この本の中に出てくる妻エレーヌさんの描写からは、彼の妻に対する愛おしさが溢れています。
〈人生でいちばん素晴らしい瞬間は、思い出のアルバムのには貼られていない。ただ愛し合って生きていた日々を、ぼくは全部思い出せる。お年寄りの夫婦に出会って彼らみたいになりたいと思ったこと、一緒に笑い転げたこと、用事がない朝、シーツにくるまってのらくら過ごしたこと。

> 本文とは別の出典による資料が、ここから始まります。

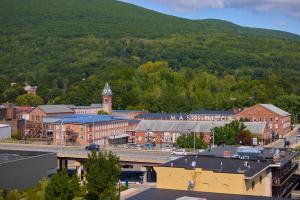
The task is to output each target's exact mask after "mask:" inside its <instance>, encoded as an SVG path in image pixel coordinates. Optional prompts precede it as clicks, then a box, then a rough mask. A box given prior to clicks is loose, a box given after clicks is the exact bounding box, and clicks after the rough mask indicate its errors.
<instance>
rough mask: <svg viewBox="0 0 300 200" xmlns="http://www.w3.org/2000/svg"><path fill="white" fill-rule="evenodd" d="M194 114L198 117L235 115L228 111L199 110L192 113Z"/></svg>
mask: <svg viewBox="0 0 300 200" xmlns="http://www.w3.org/2000/svg"><path fill="white" fill-rule="evenodd" d="M192 114H198V115H227V116H231V115H233V112H232V111H228V110H198V111H195V112H192Z"/></svg>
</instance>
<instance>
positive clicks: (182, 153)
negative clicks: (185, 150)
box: [171, 149, 186, 156]
mask: <svg viewBox="0 0 300 200" xmlns="http://www.w3.org/2000/svg"><path fill="white" fill-rule="evenodd" d="M171 154H172V155H178V156H184V155H186V151H185V150H184V149H177V150H175V151H172V153H171Z"/></svg>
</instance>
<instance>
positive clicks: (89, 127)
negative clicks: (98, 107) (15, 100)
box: [43, 115, 130, 146]
mask: <svg viewBox="0 0 300 200" xmlns="http://www.w3.org/2000/svg"><path fill="white" fill-rule="evenodd" d="M43 123H44V128H45V130H46V131H47V133H48V136H49V137H51V138H53V142H54V143H55V144H74V145H83V146H84V145H88V144H91V143H94V144H100V145H106V144H109V142H110V141H111V140H115V141H114V142H113V143H114V144H116V143H127V141H128V138H129V135H128V134H127V131H128V130H129V129H130V126H129V123H128V120H127V119H122V118H117V117H114V116H111V115H64V116H55V117H46V118H44V119H43ZM124 138H125V139H124ZM126 138H127V139H126ZM117 140H119V141H120V142H118V141H117ZM110 143H111V142H110Z"/></svg>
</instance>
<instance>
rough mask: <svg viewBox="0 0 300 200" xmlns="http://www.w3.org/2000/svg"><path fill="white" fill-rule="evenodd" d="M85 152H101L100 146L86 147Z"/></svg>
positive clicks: (91, 144)
mask: <svg viewBox="0 0 300 200" xmlns="http://www.w3.org/2000/svg"><path fill="white" fill-rule="evenodd" d="M85 150H87V151H99V150H100V146H99V145H98V144H90V145H88V146H86V147H85Z"/></svg>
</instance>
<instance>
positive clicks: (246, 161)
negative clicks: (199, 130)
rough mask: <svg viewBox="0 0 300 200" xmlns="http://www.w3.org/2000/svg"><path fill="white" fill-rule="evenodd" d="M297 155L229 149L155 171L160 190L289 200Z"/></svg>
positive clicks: (243, 147)
mask: <svg viewBox="0 0 300 200" xmlns="http://www.w3.org/2000/svg"><path fill="white" fill-rule="evenodd" d="M296 155H297V153H296V152H290V151H287V150H283V151H279V150H275V149H261V148H252V147H236V146H225V147H217V148H215V149H211V150H207V151H205V152H203V153H200V154H198V155H197V156H185V157H182V158H179V159H177V160H173V161H170V162H167V163H165V164H162V165H161V166H159V167H155V171H156V173H157V188H159V189H175V190H192V191H200V192H212V193H225V194H238V195H256V196H268V197H271V196H273V197H289V196H290V195H291V192H292V191H293V189H294V188H295V187H296V186H297V182H295V180H294V179H293V178H292V176H293V174H294V173H295V171H296V170H297V168H298V165H297V164H296V163H295V162H294V158H295V157H296Z"/></svg>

ささやかな時間、見せるべきもの、語るべきこともないそんな時が、いちばん美しい。ぼくの記憶はそういう時間でいっぱいだ。〉
遺品整理のところで僕の涙腺は崩壊寸前でした。ベッドの上に、埋葬する時と同じように彼女の服を並べ、それに彼女の好きだった「雌オオカミ」という香水をふりかけます。

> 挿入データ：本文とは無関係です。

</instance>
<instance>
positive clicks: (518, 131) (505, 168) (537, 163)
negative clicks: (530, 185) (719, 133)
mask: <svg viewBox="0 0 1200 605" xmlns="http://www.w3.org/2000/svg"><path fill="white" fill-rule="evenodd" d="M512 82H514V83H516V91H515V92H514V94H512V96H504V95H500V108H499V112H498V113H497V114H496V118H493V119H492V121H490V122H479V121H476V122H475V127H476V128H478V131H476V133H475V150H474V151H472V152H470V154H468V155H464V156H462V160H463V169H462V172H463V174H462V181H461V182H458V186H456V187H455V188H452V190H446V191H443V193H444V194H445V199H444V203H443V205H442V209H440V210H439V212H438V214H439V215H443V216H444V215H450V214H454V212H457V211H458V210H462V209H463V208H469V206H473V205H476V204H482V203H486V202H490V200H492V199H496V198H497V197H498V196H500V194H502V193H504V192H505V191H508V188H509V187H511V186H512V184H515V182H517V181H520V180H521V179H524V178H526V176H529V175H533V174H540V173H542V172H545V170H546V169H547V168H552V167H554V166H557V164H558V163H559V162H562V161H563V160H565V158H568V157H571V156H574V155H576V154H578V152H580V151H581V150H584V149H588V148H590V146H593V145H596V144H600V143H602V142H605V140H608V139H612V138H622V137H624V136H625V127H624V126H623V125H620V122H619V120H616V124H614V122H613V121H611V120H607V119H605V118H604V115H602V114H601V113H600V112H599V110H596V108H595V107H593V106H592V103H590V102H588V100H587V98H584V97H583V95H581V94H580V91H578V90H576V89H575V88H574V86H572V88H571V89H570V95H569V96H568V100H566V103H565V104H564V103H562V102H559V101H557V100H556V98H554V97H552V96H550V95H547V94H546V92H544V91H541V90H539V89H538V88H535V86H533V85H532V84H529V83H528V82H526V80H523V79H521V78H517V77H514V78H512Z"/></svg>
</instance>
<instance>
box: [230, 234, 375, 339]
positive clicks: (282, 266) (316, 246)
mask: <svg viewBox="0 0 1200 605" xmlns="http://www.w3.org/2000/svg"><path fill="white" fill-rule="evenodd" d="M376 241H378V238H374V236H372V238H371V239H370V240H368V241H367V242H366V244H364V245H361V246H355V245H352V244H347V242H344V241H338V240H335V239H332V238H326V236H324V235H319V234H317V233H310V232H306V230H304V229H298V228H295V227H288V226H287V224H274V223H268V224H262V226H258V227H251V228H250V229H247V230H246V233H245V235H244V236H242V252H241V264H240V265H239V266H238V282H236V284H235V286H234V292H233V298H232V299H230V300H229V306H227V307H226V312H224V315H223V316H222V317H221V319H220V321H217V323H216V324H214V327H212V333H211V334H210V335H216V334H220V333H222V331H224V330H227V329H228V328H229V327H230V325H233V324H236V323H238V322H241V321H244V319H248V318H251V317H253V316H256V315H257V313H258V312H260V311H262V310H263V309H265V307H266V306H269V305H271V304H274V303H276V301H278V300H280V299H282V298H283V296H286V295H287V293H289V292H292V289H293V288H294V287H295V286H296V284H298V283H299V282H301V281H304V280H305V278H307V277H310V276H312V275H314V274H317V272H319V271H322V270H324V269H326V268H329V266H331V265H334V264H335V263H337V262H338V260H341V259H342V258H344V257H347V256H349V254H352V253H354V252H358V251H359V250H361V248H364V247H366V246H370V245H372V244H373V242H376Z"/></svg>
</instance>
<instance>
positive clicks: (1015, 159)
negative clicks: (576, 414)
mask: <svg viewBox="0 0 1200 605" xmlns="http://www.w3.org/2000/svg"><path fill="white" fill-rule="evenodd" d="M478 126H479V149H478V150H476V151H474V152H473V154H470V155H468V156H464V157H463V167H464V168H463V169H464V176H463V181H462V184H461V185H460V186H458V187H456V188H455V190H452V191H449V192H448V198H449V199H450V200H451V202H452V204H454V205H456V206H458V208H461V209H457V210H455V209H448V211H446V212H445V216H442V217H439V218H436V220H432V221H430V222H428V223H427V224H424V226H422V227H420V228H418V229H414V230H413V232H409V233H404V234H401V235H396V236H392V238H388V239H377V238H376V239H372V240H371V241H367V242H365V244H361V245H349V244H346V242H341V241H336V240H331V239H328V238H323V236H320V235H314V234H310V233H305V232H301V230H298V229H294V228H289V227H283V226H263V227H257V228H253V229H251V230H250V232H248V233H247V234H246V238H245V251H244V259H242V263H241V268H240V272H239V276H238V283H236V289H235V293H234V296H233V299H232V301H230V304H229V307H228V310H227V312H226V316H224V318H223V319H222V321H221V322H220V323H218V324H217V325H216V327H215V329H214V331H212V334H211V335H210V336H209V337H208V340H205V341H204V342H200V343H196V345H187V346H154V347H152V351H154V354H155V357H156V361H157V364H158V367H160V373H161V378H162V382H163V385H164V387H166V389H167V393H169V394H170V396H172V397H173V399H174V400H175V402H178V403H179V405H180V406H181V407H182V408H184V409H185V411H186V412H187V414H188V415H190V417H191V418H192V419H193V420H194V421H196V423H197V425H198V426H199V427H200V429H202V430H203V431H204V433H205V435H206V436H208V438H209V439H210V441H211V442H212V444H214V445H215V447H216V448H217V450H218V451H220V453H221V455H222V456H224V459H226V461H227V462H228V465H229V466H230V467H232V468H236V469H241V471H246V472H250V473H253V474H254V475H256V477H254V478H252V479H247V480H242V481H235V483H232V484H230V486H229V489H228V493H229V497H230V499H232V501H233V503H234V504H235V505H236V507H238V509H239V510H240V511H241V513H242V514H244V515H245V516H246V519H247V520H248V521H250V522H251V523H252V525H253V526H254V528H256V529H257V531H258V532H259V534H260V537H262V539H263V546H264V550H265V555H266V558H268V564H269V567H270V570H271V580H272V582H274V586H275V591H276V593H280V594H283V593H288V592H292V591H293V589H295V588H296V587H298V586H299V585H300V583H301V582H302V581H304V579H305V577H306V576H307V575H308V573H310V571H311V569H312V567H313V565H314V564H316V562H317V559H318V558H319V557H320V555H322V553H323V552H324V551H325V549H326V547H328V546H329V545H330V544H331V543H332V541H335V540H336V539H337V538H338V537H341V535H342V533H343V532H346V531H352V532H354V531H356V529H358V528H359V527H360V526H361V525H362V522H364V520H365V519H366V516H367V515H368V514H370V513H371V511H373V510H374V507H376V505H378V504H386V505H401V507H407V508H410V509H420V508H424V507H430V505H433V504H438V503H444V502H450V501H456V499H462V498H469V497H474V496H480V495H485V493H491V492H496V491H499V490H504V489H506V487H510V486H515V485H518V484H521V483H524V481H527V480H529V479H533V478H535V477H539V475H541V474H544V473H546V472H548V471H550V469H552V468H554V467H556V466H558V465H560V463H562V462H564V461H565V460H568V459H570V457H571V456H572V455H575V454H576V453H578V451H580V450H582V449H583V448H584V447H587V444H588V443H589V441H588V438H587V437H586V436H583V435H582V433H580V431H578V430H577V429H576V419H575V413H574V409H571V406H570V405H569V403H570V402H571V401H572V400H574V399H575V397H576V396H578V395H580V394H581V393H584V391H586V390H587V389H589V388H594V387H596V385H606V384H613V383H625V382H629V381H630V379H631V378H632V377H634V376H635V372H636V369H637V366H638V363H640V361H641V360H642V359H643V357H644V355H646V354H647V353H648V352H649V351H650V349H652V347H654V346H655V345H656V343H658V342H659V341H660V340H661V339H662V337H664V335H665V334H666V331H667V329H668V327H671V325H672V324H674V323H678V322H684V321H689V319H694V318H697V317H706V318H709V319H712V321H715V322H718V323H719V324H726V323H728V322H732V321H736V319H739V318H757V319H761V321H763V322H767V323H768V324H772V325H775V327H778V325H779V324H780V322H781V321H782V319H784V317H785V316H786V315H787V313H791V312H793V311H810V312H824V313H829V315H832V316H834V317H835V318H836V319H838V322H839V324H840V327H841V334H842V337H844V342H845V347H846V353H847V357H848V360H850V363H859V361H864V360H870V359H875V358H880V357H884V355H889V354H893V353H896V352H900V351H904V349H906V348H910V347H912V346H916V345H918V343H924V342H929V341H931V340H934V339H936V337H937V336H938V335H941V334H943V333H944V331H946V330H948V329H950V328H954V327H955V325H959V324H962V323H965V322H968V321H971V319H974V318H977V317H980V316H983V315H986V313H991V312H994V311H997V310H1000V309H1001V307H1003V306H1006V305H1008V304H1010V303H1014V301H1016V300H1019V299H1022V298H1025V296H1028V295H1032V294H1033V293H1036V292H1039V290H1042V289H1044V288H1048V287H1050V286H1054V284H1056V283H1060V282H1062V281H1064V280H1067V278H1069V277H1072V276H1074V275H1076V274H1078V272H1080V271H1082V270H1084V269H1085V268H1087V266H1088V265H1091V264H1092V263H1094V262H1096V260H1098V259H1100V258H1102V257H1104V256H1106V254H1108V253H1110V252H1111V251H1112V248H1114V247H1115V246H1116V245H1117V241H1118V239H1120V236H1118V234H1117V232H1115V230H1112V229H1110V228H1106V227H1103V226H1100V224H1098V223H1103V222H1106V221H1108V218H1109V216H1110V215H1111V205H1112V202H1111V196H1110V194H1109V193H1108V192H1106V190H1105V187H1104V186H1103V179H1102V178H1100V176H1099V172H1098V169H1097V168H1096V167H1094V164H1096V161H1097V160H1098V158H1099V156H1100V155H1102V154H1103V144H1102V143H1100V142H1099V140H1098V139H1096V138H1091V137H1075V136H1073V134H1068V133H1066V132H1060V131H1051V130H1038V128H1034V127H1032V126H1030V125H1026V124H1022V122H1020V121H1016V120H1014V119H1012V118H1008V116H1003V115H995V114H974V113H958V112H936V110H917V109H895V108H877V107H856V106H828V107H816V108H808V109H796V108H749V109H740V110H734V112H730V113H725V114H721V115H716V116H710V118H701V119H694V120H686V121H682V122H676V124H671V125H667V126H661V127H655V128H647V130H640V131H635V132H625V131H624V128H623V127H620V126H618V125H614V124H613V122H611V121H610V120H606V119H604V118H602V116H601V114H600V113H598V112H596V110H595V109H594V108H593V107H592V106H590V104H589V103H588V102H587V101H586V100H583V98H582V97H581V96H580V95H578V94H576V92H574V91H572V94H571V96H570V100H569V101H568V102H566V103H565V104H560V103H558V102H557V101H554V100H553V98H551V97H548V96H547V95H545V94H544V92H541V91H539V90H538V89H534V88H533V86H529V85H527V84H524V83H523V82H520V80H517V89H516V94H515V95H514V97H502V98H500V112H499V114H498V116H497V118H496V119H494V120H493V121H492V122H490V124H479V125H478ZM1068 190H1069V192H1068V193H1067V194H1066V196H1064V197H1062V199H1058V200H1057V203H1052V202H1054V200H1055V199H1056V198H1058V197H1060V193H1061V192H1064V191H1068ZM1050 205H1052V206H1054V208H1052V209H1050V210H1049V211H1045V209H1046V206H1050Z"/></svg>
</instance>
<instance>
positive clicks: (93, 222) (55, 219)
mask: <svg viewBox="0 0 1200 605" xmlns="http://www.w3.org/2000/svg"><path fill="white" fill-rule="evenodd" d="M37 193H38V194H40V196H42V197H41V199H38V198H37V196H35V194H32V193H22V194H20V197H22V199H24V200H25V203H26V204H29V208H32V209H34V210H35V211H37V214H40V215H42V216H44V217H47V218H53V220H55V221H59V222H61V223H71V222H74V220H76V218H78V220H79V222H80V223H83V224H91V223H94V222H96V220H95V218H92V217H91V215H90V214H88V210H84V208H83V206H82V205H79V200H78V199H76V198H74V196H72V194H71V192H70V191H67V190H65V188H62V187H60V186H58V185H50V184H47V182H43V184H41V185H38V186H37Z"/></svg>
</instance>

〈ぼくはその見えない体の隣に横になる。彼女の息がぼくの首を優しく撫でた。彼女はぼくの体に腕を回し、手を僕の顔に置いて、大丈夫、何もかもうまくいくわ、と言った。ぼくたちが愛し合えるのはこれが最後だろう〉
そんな美しい描写で描かれる、大切な妻が殺された。彼の日常が急に非日常になり、その非日常はまた日常になろうとする。感情の荒波の中でもがきながら、それでもなお、なるだけ淡々と、彼は同時多発テロ後2週間の心境を綴っています。
〈この本がぼくを癒してくれるわけではない。人は死から治癒することがない。なんとかそれを飼いならすだけだ。死という獣は獰猛で、その爪は鋭い。ぼくはただ、それを閉じ込めるための檻をつくろうとしてみているだけなのだ。死はすぐそばにいて、口元に涎を流して、ぼくを貪り食おうと待ち構えている。本は、死とぼくを隔てる紙でできた格子。パソコンを閉じると、獣が暴れだす。〉
死刑の記事でも書かれていましたが、もしもレリスさん息子のメルヴィルくんまで奪われていたら、彼の高い知性もむなしく、紙で格子を作ることもできずに、とっくに獣に貪り食われていたのかもしれません。
心の中で暴れ狂いだしそうになる獣を必死で押さえつけながら、美しく愛おしい妻との間にできたメルヴィル君と「冒険家のチーム」になって、テロリストを憎むことなく人生を歩むことを宣言したレリスさん。
昔週刊ストーリーランドという番組があって、その中の女刑事のシリーズで、女刑事が「罪を憎んで人を憎まず」というセリフを言っていたのを覚えています。当時小学生だった僕は「そんなことできるのかよ。やっぱり憎いもんは憎いんじゃないのか?」と思っていたのですが、この本を読んでそのセリフを思い出したのでした。
レリスさん以外にも大切な人を亡くした人は大勢いる。その内どれくらいの人が、彼のように考えられるのだろう?
本の描写で読み取ると、レリスさんはしなやかでとても強く見える。本当のところは今にも彼女の死に飲み込まれそうで、脆く危ういのかもしれない。けれど、遠く離れた日本に住む僕に今すぐできることは、彼の誓いを信じてあげることなんだろうと思いました。